Running SQL Stream jobs

Every time you run an SQL statement in the SQL Stream console, it becomes a job and runs on the deployment as a Flink job. You can manage the running jobs using the Jobs tab on the UI.

There are two logical phases to run a job:
  1. Parse: The SQL is parsed and checked for validity and then compared against the virtual table schema(s) for correct typing and key/columns.
  2. Execution: If the parse phase is successful, a job is dynamically created, and runs on an open slot on your cluster. The job is a valid Flink job.
  • Make sure that you have registered a Data Provider if you use the Kafka service on your cluster.
  • Make sure that you have added Kudu, Hive or Schema Registry as a catalog if you use them for your SQL job.
  1. Navigate to the Streaming SQL Console.
    1. Go to your cluster in Cloudera Manager.
    2. Select SQL Stream Builder from the list of services.
    3. Click SQLStreamBuilder Console.
    The Streaming SQL Console opens in a new window.
  2. Provide a name for the SQL job.
    1. Optionally, you can click Generate Random Name to generate a name for the SQL job.
  3. Create a table using one of the following options:
    • Using the Add Kafka or Webhook table wizard.
    • Using the Templates.
    • Add your custom CREATE TABLE statement to the SQL window.
  4. Add a SQL query to the SQL Editor.

    When starting a job, the number of slots consumed on the specified cluster is equal to the parallelism setting. The default is one slot. To change the parallelism setting and more job related configurations, click Job Settings.

  5. Click Execute.
    The Logs window updates the status of SSB.
  6. Click Results to check the sampled data.

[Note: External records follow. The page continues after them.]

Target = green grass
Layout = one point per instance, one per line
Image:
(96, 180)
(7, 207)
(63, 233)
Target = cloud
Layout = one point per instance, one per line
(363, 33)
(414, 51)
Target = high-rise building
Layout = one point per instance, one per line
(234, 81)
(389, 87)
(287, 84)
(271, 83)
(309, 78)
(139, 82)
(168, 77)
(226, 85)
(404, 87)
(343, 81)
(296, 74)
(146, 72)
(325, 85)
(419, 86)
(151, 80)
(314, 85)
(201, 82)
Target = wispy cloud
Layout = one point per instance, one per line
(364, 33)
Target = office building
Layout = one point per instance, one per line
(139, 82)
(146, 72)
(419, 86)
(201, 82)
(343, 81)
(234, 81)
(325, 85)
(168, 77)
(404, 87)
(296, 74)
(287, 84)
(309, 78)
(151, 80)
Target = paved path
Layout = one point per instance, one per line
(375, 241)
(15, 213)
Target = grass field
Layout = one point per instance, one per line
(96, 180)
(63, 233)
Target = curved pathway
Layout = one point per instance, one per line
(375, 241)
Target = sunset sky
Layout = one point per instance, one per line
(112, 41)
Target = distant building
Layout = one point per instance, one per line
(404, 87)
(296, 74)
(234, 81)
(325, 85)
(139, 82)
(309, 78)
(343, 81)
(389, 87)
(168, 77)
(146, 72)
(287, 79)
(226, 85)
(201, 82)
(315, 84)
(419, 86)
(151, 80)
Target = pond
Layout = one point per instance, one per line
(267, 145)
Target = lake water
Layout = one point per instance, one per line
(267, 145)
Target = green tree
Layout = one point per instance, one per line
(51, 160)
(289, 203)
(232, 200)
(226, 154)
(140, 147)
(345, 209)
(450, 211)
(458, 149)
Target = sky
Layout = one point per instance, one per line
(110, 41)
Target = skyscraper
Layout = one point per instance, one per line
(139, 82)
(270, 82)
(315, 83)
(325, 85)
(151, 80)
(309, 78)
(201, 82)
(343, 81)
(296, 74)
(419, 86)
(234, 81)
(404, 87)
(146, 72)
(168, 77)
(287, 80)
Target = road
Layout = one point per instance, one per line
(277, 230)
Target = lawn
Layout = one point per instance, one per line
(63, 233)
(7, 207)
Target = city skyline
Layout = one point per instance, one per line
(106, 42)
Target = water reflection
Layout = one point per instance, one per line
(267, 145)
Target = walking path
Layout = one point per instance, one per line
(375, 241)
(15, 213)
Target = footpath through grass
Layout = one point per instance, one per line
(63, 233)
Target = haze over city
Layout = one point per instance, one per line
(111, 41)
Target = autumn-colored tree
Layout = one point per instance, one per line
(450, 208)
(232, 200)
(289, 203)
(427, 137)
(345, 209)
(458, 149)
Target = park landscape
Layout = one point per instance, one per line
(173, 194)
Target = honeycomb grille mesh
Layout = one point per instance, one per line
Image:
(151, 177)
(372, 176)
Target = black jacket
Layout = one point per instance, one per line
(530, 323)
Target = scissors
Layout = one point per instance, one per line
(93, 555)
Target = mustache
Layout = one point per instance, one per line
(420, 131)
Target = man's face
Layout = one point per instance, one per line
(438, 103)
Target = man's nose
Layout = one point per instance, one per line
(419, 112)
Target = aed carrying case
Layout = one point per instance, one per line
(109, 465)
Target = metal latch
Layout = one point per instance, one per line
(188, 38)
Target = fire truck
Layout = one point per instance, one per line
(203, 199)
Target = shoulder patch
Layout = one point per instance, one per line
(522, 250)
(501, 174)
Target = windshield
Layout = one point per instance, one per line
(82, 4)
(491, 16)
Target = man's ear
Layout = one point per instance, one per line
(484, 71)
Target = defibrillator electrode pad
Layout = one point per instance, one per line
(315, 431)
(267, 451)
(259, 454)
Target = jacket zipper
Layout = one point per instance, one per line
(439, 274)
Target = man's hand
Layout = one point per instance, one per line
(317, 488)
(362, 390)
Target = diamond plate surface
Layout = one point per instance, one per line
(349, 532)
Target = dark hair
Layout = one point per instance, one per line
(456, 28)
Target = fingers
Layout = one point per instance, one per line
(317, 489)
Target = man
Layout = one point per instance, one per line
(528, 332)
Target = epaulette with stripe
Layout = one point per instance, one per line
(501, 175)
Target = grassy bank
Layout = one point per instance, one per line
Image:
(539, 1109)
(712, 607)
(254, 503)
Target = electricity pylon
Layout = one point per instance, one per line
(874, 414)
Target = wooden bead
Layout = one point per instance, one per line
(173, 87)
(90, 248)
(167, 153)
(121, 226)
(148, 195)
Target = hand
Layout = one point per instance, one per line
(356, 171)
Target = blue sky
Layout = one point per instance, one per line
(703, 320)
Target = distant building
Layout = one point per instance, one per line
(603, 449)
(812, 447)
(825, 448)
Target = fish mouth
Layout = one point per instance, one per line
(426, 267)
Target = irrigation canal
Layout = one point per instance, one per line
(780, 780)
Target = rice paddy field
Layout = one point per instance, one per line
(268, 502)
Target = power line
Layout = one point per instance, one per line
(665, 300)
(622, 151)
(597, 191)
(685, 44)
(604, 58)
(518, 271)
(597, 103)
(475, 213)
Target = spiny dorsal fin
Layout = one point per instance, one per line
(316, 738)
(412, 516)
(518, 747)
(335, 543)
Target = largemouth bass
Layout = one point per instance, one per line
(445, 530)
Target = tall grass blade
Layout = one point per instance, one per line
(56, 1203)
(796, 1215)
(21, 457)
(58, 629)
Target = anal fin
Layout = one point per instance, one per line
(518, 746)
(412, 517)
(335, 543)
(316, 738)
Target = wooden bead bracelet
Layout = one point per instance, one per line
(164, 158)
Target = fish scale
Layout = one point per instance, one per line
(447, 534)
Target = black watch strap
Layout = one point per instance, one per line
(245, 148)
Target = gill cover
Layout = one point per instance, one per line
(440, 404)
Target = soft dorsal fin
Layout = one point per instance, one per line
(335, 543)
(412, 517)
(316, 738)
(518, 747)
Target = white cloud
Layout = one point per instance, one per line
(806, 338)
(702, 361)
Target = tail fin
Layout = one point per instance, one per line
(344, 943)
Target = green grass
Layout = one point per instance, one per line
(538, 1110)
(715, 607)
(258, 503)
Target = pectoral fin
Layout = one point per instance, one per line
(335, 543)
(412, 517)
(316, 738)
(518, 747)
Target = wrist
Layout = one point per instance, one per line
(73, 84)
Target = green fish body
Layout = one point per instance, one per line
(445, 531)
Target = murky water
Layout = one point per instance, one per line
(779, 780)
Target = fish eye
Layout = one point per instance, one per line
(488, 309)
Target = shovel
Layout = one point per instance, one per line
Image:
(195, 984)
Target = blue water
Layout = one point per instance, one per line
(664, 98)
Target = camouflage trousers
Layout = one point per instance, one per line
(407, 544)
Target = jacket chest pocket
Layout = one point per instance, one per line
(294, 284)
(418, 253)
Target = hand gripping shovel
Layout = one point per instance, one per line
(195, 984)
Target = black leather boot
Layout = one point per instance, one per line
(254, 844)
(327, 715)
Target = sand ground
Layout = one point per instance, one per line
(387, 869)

    You can pause or restart the sampling of a SQL job with the Pause and Refresh buttons. The status of the polling can also be seen next to the Pause button. The Results tab also allows you to change the order of the samples, and to filter the samples using different types of conditions that you can also combine. For changing the order, click on the name of the column, the direction of the ordering is indicated next to the column name by arrows.

    For filtering, you can either click the button next to the column name or under the row of the column name. The filtering value can be changed by typing the values directly to the filtering row, the conditions need to be changed using the filtering arrow.

A job is generated that runs the SQL continuously on the stream of data from a table, and pushes the results to a table, to the Results tab or to a Materialized View.